Commission seeks answers to IT worker shortage

Providing technology training that prepares workers for new jobs in information technology may be one way to ease the growing shortage of IT workers, said the director of a federal commission created to help find solutions to the worker shortage.

"We're going to be looking at how we can get non-information technology people into information technology," said Hans Meeder, newly named executive director of the 17-member 21st Century Workforce Commission.

The commission, which was created by Congress and will work with the Labor Department, is searching for solutions to a shortage of programmers, systems analysts, computer scientists and other IT specialists. Government and industry organizations estimate that as many as 400,000 IT jobs are unfilled in the United States.

Meeder said the commission plans to begin by comparing "skill sets" needed by IT workers with skills required of workers in other fields. The commission then will be able to identify the kinds of training workers in other fields would need to move into IT.

A next step would be to identify "untapped human resources"—people who could be trained for IT jobs to ease the shortage, Meeder said.

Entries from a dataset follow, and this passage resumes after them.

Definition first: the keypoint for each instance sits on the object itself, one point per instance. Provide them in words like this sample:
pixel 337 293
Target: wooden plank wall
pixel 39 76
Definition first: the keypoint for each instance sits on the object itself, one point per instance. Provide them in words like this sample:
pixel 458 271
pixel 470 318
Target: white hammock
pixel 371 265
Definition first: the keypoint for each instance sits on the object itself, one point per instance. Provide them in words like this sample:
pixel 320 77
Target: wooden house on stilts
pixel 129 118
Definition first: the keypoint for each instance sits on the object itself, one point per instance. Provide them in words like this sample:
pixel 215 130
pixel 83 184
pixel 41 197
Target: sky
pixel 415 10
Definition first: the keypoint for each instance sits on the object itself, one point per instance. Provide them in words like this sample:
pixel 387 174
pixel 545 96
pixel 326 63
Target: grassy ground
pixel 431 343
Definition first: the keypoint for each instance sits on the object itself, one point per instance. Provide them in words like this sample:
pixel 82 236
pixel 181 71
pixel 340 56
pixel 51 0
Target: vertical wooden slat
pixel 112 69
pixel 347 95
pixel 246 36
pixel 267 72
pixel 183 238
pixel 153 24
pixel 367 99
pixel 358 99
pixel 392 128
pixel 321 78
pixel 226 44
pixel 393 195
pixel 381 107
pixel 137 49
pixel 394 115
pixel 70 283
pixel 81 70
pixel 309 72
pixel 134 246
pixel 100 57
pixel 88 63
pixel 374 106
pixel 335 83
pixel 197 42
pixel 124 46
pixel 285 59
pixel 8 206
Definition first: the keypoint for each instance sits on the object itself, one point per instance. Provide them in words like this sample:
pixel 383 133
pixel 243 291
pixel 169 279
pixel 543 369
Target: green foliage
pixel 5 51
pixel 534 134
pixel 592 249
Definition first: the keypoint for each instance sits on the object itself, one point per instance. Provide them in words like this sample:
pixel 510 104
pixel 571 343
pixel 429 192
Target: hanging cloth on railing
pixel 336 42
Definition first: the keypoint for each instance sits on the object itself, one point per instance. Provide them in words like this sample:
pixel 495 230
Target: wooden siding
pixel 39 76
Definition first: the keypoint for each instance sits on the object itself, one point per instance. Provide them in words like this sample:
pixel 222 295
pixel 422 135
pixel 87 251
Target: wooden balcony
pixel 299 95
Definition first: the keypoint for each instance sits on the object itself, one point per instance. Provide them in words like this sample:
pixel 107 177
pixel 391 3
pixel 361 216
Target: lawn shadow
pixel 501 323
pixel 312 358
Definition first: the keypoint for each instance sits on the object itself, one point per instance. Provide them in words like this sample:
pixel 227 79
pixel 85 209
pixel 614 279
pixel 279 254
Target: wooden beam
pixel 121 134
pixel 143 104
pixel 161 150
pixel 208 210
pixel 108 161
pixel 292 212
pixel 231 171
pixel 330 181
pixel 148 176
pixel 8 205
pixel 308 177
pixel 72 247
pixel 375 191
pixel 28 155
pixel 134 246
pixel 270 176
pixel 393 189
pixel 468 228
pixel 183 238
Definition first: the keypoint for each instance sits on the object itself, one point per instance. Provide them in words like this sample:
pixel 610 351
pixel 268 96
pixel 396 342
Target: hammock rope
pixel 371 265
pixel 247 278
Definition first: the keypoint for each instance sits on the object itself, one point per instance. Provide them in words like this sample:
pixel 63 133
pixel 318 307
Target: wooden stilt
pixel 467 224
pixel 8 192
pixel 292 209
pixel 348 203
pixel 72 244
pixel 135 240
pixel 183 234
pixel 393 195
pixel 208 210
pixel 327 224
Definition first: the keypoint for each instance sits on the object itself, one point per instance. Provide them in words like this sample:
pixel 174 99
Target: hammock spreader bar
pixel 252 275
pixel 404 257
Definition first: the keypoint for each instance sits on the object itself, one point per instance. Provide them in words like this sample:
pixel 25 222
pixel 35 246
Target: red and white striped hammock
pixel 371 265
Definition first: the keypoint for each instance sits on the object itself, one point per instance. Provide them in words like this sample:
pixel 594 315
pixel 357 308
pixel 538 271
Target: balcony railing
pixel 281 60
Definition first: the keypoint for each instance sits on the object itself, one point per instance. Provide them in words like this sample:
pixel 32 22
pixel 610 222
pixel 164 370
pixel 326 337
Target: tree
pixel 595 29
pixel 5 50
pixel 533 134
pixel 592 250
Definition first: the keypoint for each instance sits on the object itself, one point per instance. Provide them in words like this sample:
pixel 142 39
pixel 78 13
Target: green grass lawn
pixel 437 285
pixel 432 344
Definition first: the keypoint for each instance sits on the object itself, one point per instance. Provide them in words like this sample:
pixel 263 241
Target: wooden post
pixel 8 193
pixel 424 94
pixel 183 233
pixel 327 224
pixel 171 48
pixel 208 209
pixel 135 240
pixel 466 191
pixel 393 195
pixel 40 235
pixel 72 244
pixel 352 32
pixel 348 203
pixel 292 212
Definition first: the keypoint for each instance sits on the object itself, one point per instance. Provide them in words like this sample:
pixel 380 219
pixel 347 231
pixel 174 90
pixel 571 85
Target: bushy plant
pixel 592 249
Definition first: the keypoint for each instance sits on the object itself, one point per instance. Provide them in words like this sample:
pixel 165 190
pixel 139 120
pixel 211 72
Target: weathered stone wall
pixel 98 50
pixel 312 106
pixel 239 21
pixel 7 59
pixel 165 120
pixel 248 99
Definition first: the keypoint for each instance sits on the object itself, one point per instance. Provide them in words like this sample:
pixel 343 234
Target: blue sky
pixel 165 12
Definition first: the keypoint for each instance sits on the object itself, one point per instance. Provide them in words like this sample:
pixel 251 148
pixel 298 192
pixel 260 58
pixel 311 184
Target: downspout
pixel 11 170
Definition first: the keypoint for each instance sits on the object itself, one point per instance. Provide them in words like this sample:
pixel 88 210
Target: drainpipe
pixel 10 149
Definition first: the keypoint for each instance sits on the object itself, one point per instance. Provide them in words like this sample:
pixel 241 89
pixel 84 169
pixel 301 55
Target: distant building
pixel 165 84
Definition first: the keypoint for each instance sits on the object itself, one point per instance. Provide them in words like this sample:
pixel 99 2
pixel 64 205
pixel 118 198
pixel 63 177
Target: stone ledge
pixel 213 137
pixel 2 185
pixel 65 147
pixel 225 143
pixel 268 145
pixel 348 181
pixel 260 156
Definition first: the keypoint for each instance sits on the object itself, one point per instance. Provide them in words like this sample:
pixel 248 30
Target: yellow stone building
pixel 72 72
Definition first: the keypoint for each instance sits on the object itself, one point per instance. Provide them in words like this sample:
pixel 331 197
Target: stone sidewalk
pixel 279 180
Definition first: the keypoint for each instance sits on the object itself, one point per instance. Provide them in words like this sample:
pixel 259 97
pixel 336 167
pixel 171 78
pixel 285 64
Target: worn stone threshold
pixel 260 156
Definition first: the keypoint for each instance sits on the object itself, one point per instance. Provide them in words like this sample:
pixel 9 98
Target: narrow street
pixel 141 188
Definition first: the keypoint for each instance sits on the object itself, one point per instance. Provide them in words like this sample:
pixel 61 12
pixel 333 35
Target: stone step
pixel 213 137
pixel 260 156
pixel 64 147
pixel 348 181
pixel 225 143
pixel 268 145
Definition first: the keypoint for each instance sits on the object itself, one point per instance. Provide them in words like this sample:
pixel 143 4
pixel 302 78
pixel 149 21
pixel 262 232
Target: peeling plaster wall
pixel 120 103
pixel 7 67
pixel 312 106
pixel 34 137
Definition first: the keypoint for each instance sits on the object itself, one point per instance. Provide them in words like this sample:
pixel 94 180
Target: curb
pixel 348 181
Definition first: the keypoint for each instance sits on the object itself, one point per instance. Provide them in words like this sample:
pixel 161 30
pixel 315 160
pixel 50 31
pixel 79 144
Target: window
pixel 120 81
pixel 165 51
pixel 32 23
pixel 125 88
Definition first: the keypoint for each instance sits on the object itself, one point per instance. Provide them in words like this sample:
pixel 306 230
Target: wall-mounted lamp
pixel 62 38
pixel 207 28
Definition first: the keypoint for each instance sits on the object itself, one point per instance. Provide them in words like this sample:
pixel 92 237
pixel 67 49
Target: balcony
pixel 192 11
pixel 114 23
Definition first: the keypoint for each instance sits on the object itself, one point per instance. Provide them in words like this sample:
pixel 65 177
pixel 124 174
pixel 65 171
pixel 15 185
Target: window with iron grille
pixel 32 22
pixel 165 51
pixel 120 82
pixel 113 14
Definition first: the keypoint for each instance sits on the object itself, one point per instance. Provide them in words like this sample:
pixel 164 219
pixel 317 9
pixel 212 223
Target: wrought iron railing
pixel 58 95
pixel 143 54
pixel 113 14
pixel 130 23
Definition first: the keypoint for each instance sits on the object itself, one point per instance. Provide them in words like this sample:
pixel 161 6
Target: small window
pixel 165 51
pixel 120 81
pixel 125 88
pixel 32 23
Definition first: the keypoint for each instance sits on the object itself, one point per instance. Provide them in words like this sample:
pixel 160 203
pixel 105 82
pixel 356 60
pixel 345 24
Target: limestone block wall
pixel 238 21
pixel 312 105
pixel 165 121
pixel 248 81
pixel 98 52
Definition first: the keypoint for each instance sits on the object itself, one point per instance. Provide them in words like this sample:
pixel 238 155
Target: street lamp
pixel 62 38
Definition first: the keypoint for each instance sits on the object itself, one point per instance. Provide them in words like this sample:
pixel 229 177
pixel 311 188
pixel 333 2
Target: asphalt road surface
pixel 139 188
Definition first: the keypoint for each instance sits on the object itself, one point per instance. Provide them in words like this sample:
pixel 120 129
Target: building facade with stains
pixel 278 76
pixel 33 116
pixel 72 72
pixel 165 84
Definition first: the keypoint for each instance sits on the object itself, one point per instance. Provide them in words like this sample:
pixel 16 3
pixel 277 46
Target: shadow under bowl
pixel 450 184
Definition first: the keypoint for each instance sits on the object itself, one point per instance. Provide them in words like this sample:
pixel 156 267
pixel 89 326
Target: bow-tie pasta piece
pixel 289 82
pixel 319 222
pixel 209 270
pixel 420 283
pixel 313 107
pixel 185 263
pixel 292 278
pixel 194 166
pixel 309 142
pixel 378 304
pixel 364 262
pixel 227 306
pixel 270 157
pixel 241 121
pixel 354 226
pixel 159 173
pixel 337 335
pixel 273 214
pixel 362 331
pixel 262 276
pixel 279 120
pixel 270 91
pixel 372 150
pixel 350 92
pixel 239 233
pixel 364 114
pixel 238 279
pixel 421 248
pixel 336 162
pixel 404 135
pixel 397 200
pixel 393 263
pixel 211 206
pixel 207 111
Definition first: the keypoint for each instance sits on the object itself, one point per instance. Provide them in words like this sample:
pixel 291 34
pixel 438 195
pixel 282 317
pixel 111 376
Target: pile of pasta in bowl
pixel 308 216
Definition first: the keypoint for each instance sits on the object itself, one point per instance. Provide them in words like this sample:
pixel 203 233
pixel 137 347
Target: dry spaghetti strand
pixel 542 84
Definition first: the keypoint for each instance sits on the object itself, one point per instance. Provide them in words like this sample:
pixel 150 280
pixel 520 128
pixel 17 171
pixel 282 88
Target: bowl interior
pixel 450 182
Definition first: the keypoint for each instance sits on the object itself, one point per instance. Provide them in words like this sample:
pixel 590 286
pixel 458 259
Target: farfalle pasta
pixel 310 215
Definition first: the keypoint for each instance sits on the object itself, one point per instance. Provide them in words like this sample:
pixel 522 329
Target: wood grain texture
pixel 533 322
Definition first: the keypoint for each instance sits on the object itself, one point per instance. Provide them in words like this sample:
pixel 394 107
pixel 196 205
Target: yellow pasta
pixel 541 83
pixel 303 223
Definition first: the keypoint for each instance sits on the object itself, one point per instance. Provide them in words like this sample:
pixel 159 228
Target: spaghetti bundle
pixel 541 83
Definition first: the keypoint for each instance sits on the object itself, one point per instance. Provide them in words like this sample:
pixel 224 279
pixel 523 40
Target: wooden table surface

The commission hopes its work will help potential employees as well the employers who need them, Meeder said. "Looking at the 'digital divide,' we're not just concerned about access to technology but also participation" in the fast-growing information economy, he said.

Digital divide is a term used to describe the barrier between Americans in many low-income and isolated communities and access to the high-tech mainstream.

As an alternate solution, some members of the commission favor increasing the number of foreign workers admitted to the United States to take IT jobs.

The commission is required to submit legislative and administrative policy recommendations to Congress and the president by May 16.